I usually don’t have positive thoughts on Mothers’ Day- so this year I am doing something different. I am writing a tribute to myself on all the things that being a mother means to me.

* Always being there for my kids: whether it is a ride, a hug, lunch or someone to talk to, I am ready to jump into action for whatever they need.

*Unconditional love and support:  no matter what they do or say, I will always love them.

*Knowing when to give praise or express disappointment, or whether to just listen and empathize. Finding the right balance is tricky and depends on which kid and the situation. Knowing each child’s strengths, weaknesses and passions helps in these parental judgment calls.

*Being a good role model for my children: showing courtesy and politeness, responsibility, strong values and solid work ethics. By being a good citizen, I show my kids how I expect them to behave as they grow into adults. They each show these characteristics in their own ways. They may have their own beliefs and ideas, but they stick to them and work hard for them.

*Pride: like the mother lion, I can show off my cubs, even when they are grown. Their accomplishments, whether it is receiving an award or achieving a milestone, give me bragging rights to express how proud I am.

*Friend or Foe: This is the hardest part of being a mom (or dad)- how to juggle being a pal and parent at the same time. It is amazing how quickly things can get out of control and laughing can turn to yelling. It is very hard to draw the line, so I probably put myself in the “foe” category by not fully stepping into the “friend” role. Maybe friendship will happen later in life, but right now I am still the parent.

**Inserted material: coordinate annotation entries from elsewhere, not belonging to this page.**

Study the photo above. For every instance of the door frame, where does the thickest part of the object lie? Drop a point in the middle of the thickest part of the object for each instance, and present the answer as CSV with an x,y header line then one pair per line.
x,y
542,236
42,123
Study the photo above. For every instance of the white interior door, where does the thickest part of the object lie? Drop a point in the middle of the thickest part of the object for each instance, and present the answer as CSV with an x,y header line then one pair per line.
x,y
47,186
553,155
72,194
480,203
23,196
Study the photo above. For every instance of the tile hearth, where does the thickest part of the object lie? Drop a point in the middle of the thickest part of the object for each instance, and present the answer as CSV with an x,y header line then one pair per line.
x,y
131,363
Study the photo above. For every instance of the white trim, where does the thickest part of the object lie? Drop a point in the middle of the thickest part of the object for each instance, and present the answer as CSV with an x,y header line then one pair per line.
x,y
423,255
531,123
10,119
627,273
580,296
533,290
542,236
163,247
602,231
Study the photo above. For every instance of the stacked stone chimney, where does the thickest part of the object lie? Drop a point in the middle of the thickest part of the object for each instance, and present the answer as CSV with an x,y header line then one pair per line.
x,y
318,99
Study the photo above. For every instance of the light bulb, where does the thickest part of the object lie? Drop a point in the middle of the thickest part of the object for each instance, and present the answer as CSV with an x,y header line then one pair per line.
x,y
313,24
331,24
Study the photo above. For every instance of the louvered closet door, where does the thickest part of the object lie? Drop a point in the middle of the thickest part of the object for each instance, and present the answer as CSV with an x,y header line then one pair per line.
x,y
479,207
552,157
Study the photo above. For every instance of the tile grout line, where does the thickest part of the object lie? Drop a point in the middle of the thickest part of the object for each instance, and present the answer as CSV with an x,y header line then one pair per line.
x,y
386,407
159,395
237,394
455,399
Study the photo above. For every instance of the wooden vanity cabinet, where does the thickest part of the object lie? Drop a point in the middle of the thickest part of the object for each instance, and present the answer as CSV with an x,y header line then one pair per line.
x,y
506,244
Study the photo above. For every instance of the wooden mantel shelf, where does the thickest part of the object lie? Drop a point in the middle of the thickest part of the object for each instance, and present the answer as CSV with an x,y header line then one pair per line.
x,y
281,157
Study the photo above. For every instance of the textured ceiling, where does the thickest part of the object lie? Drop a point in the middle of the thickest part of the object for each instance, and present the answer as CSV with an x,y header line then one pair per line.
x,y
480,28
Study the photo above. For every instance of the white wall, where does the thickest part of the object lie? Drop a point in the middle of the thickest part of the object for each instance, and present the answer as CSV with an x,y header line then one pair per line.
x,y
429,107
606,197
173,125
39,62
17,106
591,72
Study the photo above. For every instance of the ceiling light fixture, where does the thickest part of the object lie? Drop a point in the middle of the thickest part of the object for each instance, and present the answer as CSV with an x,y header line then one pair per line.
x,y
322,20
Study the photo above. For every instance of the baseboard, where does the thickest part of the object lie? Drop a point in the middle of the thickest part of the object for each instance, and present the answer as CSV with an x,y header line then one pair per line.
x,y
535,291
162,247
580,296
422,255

Safety Patrol: whether safety meant no running with sticks, biking with a helmet, or texting me for a ride if they were in an uncomfortable situation, I was always concerned for my children’s safety. With my daughter living the college life in Boston, I know I have lost any measure of control so I try not to think about it. At least she has the “courtesy call” down- meaning when she is travelling any great distance she will let us know when she reaches her destination. Instead, I am focusing my safety lessons on my son, who will soon qualify for his driver’s license.

*Mi Casa,es Su Casa: as a mom I always wanted my kids to feel safe and comfortable in the house. I let them freely invite friends over to hangout and kept plenty of snacks stocked for unexpected gatherings. Even as they leave the nest, I always want my kids to feel welcome to come home- hopefully not permanently, but for enough time to reinforce our love and support and keep us feeling like a family.

*Letting go: This is also part of being a parent. Realizing that I have fulfilled my duty of raising children to live independently. Hopefully they have picked up the skills through daily chores, or at least watching me do them. Thankfully, letting go happens in stages: first they take the school bus, then they learn to drive; they start with a sleepover at a friend’s’ house and then go to summer camp. By the time they are ready for college, they should have weaned themselves and feel the urge for independence. The hardest part for me is giving them that final push and encouragement to go.

However, it doesn’t matter whether they are 2 or 20 or 50, they will always be my kids and I will always have these feelings and roles as their mom. All of these emotions and traits go with the territory and make me the kind of mother that I am. Many of these were learned from my own mother (and father) and will likely be passed to the next generation. It is called family.